Contraceptive Use in India: Insights from NFHS-6
“Women’s empowerment is incomplete unless women can decide whether, when, and how to have children.”
India's demographic transition is increasingly being shaped not merely by fertility trends, but by the extent of women's reproductive agency. The findings of NFHS-6 (2023–24) indicate that contraception is gradually evolving from a tool of population control into a marker of women's autonomy, health, and decision-making power.
What is Reproductive Agency?
Reproductive agency refers to a woman's ability to:
- Decide whether to have children.
- Determine the timing and spacing of births.
- Access and choose contraceptive methods.

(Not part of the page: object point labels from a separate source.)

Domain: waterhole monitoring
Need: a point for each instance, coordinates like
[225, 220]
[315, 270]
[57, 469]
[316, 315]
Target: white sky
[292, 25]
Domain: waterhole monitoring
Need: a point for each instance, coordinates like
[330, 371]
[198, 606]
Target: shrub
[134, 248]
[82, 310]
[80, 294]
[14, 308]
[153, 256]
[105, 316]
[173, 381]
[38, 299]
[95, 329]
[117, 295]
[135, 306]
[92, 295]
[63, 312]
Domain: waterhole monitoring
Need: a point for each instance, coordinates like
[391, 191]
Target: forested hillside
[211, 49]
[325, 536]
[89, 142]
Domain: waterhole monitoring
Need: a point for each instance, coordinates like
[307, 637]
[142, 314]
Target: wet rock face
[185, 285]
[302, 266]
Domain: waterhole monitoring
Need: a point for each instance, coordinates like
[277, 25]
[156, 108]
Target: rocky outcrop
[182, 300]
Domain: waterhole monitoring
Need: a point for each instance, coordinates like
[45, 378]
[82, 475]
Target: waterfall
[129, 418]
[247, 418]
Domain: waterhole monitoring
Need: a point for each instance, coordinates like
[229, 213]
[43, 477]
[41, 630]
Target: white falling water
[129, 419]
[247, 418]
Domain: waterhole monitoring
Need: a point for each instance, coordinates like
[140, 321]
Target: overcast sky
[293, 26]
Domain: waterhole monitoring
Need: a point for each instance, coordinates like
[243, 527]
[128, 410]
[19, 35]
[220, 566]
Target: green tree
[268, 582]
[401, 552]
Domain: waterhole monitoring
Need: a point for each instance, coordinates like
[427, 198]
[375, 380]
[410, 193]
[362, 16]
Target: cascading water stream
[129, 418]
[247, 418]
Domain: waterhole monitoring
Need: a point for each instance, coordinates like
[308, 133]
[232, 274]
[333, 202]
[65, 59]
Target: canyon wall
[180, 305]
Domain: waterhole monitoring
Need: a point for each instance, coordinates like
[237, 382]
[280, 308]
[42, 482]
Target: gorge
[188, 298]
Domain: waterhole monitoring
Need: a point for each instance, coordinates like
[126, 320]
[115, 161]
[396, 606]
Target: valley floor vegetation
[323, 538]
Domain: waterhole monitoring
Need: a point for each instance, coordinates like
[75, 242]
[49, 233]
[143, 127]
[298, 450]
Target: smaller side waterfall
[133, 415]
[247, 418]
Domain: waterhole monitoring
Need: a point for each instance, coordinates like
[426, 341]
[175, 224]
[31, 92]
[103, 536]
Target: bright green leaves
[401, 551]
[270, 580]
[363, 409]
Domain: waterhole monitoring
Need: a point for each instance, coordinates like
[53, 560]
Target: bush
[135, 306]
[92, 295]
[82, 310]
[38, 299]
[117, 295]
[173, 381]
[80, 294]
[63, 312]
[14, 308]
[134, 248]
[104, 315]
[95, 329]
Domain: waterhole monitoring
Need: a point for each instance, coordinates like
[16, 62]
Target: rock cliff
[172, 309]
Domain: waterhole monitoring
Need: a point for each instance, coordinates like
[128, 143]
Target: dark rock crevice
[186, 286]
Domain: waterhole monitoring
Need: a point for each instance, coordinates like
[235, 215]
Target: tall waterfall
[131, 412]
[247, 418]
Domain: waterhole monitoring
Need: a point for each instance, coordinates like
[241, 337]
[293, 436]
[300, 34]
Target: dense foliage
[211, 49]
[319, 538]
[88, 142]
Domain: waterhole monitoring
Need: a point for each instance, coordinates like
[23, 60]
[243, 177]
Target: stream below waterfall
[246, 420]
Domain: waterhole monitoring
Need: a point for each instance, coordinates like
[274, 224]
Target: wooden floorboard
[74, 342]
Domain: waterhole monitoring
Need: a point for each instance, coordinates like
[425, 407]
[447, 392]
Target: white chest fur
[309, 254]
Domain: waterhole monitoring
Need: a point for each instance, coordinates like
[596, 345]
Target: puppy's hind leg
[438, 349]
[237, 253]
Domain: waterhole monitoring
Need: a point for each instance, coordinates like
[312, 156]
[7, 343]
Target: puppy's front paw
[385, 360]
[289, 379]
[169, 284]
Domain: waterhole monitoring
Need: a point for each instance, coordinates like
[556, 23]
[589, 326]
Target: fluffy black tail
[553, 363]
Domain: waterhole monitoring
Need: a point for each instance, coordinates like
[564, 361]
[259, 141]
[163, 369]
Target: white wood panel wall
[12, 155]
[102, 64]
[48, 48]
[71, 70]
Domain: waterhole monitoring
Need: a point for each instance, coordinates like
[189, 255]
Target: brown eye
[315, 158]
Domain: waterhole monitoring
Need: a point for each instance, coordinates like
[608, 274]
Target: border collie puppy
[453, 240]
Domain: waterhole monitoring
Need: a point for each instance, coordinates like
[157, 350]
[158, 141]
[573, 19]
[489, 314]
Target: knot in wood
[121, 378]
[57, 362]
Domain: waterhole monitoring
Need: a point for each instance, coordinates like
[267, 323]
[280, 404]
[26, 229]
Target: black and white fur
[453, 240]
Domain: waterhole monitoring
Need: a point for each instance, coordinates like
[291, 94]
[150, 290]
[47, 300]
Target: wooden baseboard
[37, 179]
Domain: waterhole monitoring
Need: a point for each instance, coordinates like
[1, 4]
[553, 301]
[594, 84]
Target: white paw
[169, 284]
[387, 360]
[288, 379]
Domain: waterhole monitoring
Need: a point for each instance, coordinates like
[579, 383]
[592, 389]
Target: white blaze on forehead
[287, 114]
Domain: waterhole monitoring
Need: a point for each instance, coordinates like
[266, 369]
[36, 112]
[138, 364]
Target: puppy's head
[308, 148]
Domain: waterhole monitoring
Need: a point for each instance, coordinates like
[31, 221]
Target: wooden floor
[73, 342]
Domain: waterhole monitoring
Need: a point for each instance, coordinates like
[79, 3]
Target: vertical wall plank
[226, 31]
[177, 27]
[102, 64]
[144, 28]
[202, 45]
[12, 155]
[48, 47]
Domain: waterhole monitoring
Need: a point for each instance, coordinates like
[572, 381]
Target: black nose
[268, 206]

- Exercise informed reproductive choices without coercion.
It forms a critical pillar of women's empowerment alongside education, income, mobility, and political participation.
Historical Context of Contraception in India
India became the first country in the world to launch an official family planning programme in 1952.
However, the burden of contraception has historically fallen disproportionately on women, with public policy largely viewing contraception through the lens of population management rather than reproductive rights.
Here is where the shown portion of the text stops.